William Daniel Cady, 26, was convicted last month of gross vehicular manslaughter while intoxicated and DUI, but acquitted of second-degree murder.
Deputy District Attorney Makenzie Harvey said Cady was warned three years before the Jan. 10, 2014, crash about the dangers of alcohol. Superior Court Judge Melinda Lasater told the defendant in 2011 to abstain from alcohol following a vandalism conviction in which he punched through a wall, she said.
Cady's blood-alcohol content was somewhere between .10 and .18 percent at the time of the crash, which happened about 11:15 p.m., Harvey said.
She said he also crashed a Mustang sometime prior to the deadly collision, and it was a miracle that no one was hurt or killed then. The earlier crash should have provided the defendant with a ``heightened notice'' that his actions were dangerous, she said.
“This wasn't an accident,'' Harvey told Superior Court Judge Louis Hanoian, who presided over Cady's trial and sentencing.
Defense attorney Rafael Acosta told the judge that his client, who did not make a statement, was willing to take responsibility early in the proceedings, but prosecutors insisted on going to trial on three murder counts.
Everyone in the car had been drinking that night and shared responsibility for the results of the crash, he said.
The judge, however, said the defendant assumed full responsibility for everyone in the vehicle as soon as he put it in motion.

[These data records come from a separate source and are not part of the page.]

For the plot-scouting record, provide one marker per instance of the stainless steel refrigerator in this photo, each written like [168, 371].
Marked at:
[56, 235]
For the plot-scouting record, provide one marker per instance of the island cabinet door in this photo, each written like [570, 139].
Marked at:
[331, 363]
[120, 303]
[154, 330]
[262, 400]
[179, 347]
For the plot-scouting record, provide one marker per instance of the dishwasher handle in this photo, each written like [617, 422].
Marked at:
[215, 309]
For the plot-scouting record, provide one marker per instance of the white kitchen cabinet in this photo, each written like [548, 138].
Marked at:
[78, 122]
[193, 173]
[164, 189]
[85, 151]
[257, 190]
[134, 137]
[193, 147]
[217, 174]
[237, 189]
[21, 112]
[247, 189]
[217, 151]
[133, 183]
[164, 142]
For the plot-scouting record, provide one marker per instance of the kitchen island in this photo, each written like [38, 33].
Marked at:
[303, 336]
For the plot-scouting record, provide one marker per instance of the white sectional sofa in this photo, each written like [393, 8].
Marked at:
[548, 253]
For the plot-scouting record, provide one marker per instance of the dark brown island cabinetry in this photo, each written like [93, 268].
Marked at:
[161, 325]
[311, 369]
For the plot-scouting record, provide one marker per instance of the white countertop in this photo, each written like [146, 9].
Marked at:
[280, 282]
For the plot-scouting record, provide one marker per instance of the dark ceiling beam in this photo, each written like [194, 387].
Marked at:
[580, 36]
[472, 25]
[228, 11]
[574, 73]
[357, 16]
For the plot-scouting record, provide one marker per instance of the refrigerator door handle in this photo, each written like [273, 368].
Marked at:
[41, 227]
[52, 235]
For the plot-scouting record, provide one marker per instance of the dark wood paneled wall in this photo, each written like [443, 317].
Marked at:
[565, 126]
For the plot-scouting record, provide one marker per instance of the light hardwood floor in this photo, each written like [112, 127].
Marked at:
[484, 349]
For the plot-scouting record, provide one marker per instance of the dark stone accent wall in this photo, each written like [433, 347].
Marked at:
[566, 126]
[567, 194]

“Mr. Cady, when you look around this courtroom, you'll see six devastated families -- yours included,'' Hanoian said.
He also ordered a combined nearly $6,200 in restitution to the families of two victims. Restitution for two other families will be decided later, the judge said.
One of Cady's passengers, Trevor Rodgers, testified that Cady was going too fast and sped up and laughed when all five passengers asked him to slow down just before he lost control of his SUV while going an estimated 87-97 mph on the transition ramp from northbound Interstate 805 to westbound state Route 52.
“He laughed maniacally, psychotically -- that's the way it was described,'' Harvey said.
The prosecutor said the SUV flipped at least five times, and four passengers were ejected from the vehicle.
Taylor Bednarski, 29, and Shon Gilliam, 23, died at the scene. A third passenger, 35-year-old Jeffery Becker of Kern County, died in the crumpled SUV.
“I know the truth. You murdered my son and two others and you laughed while you did it," said Sileen Bednarski, Taylor's mother. "They lived their last moments in fear and terror -- for that, I will never forgive you as long as I live.”
Cady and his five companions were drinking at one of their homes, then at the Sky Box sports bar in Clairemont, in the hours before the crash.
After leaving Sky Box, one of the men bought whisky at a grocery store, then the group made its way to a second bar and was kicked out of that establishment for being too rowdy, according to testimony.
A bartender testified that the group of men were ``all visibly wasted'' an hour before the accident. Camilly Berardi said she offered to call a cab or car service to take Cady and his five friends home because she didn't want them on the road.
“He chose to drive while intoxicated and worse than that, he chose to drive his friends. He played god that night. I pray that he never puts another family through what he has put all of us through," said Wendy Lauck, Becker's girlfriend.